You Know You Live In A Small Town When . . .
- Tuesday, December 28, 2004
The "road hog" in front of you on Main Street is a farmer's combine.
The Ice Cream store has only two flavors, chocolate and vanilla.
Third Street is on the edge of town.
There's no hospital -- only a first aid kit.
You leave your jacket on the back of the chair in the cafe, and when you go back the next day, it's still there, on the same chair.
You don't signal turns because everyone knows where you're going, anyway.
No social events can be scheduled when the school gym floor is being varnished.
You call a wrong number and they supply you with the correct one.
The local phone book has only one yellow page, and half of that is residential.
You dial a wrong number and talk for 15 minutes anyway.
Everyone knows all the news before it's published; they just read the hometown paper to see whether the publisher got it right.
You drive into the ditch five miles out of town and the word gets back before you do.
You can't walk for exercise because every car that passes you offers you a ride.
The city limits signs are both on the same post!
The City jail is called amoebae, because it only has one cell.
The McDonnell's only has one Golden Arch.
The 7-11 is a 3 1/2 - 5 1/2.
The one-block-long Main Street dead ends in both directions.

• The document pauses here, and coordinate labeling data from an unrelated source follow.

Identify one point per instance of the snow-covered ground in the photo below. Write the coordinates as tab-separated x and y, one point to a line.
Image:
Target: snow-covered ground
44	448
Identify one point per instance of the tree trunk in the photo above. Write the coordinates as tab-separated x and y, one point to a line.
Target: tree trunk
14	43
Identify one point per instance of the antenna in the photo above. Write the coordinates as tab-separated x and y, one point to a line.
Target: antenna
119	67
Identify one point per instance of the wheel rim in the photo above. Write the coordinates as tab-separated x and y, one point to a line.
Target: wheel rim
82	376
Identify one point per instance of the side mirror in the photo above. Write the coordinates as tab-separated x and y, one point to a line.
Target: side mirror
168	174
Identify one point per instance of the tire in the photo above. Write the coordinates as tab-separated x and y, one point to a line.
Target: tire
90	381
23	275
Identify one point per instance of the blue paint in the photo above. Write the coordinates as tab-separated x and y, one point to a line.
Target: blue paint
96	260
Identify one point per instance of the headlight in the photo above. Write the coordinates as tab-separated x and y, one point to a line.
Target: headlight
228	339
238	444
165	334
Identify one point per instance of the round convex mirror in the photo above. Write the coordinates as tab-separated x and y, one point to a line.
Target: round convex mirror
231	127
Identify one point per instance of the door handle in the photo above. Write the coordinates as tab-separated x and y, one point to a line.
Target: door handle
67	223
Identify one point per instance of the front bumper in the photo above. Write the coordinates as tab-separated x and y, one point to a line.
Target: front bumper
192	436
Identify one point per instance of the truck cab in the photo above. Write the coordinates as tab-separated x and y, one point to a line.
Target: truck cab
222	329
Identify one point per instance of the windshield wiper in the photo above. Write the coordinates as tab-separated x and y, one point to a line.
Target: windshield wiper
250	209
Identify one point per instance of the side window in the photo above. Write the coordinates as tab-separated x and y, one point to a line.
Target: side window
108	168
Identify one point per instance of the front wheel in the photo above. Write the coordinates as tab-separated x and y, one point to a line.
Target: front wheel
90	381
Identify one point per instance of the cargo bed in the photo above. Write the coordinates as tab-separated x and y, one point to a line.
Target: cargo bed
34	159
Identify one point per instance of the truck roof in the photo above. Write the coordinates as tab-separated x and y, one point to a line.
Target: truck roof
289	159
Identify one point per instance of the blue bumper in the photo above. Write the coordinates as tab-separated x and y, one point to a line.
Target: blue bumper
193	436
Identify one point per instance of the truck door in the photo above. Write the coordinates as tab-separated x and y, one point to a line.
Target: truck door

You speak to each dog you pass by name and he wags his tail at you.
There's nothing doing every minute.
You miss a Sunday at church and receive a get-well card.
Someone asks you how you feel and listens to what you say.
The ZIP code is a fraction.
Second Street is in the next town over.
There's no place to go that you shouldn't.
A "Night on the Town" takes only 11 minutes.
The mayor had to annex property to eat a foot-long hot dog.
There's no bank ... as soon as someone gets enough money, they leave.
Hardware, Dry Goods, Grocery, Clothing and farm supplies are all sold at the same store.
The New Year's baby was born in October.